Former Vancouver Island Symphony conductor Marlin Wolfe’s cookbook is called The Maestro’s Favourites: A Symphony of Taste. (Photo supplied)

Former Vancouver Island Symphony conductor releases cookbook

Marlin Wolfe’s ‘The Maestro’s Favourites: A Symphony of Taste’ includes recipes amassed over decades

When Marlin Wolfe was growing up, he and his sisters would compete to see who could cook the best family dinner.

“I started at an early age,” he said. “Basically I liked cooking right from the age of 12 on and I got involved in it. I had two sisters and once we hit 12 we had to do one meal every night per week so we always challenged each other.”

Wolfe, who from 1995 to 2008 served as the Vancouver Island Symphony’s founding artistic director and conductor, said both his parents were working in order to be able to afford music lessons on top of the everyday necessities. Wolfe and his sisters did their part in the kitchen.

“We really got right into it,” Wolfe said. “We’d do a normal meal, a roast of some kind, or schnitzel, we learned how to make that right away.”

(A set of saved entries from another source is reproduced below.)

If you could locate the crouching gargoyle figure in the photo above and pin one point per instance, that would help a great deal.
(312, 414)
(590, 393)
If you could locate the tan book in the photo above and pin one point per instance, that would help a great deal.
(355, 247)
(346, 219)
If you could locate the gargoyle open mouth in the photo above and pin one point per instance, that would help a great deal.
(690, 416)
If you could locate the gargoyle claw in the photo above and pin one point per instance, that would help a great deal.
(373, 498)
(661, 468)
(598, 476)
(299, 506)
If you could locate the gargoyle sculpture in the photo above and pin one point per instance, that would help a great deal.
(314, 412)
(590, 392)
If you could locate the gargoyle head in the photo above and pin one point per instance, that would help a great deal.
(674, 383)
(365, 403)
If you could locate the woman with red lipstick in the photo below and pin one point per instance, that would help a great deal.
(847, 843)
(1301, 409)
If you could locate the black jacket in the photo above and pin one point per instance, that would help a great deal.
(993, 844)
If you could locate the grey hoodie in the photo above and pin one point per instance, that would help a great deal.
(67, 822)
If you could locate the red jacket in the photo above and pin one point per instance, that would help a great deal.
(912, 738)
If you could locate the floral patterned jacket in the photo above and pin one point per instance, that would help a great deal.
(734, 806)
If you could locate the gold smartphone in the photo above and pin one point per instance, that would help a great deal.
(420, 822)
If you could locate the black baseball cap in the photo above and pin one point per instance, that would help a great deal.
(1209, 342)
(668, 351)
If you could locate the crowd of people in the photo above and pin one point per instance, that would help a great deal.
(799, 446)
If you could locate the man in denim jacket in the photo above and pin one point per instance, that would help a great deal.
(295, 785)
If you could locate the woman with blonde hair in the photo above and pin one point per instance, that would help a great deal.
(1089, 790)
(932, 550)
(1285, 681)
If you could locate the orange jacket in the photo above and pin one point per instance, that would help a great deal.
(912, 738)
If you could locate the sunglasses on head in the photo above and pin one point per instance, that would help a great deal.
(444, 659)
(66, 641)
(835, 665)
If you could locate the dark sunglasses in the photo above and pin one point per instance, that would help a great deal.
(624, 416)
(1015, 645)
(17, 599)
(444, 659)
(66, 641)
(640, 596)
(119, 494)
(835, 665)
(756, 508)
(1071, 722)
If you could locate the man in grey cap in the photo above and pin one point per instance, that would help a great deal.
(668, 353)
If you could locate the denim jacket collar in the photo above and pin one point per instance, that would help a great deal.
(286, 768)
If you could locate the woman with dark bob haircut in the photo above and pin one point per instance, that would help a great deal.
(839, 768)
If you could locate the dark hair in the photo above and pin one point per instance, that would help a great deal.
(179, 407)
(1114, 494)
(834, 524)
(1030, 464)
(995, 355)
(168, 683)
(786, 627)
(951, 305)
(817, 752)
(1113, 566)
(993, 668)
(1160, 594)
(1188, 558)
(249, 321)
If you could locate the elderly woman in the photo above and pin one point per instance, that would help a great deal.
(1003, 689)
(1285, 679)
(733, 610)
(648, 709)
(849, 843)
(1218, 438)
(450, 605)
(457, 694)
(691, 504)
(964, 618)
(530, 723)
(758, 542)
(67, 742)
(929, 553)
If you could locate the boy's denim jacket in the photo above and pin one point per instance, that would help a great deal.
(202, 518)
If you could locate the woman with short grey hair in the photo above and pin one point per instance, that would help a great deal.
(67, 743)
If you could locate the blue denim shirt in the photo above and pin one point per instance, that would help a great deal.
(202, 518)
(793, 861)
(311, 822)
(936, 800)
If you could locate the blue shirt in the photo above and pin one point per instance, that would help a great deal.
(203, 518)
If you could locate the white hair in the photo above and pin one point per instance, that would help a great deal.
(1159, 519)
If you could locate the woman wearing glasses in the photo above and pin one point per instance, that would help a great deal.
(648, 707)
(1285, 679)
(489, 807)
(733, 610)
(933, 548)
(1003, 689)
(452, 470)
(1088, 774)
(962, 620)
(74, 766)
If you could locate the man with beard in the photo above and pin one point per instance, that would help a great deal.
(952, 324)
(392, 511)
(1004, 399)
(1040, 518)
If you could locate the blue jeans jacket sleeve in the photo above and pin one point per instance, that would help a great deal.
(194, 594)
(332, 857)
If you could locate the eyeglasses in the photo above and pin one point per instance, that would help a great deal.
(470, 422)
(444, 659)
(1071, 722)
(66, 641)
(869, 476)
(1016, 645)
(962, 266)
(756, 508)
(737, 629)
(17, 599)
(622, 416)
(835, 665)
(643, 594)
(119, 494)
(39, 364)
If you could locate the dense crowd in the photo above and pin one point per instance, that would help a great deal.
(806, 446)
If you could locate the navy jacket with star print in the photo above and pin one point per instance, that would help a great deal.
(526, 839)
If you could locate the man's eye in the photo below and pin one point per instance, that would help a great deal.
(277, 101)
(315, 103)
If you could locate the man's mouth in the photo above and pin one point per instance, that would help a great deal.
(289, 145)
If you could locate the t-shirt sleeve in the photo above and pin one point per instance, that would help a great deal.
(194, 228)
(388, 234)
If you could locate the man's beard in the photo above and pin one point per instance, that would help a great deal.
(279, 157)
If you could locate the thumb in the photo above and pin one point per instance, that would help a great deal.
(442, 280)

Wolfe kept up his cooking over the years, noting that he’s gone through upwards of 200 cookbooks in his life. He’s since compiled 142 recipes he’s accumulated over the decades, including some of his own concoctions, in his own cookbook, The Maestro’s Favourites: A Symphony of Taste.

The items range from appetizers to main courses to desserts. Wolfe is particularly fond of the “style” of French cuisine, and French dishes appear in the book as well.

Wolfe even found a way to incorporate his cooking into his professional career as an orchestra violinist and conductor. Wolfe used to cook five-course gourmet dinners for symphony fundraisers. He said he prepared more than 14 dinners during his time with the Vancouver Island Symphony.

Wolfe said food and music share a connection. He said a lot of symphonic musicians enjoy a good meal.

“Most musicians, they don’t really eat too much before a concert because it bogs them down and they have to concentrate so they eat after. And all my life I did that, too … and especially when you’re travelling,” Wolfe said. “So the relationship of being a conductor and conducting good orchestras and food I think go hand-in-hand.”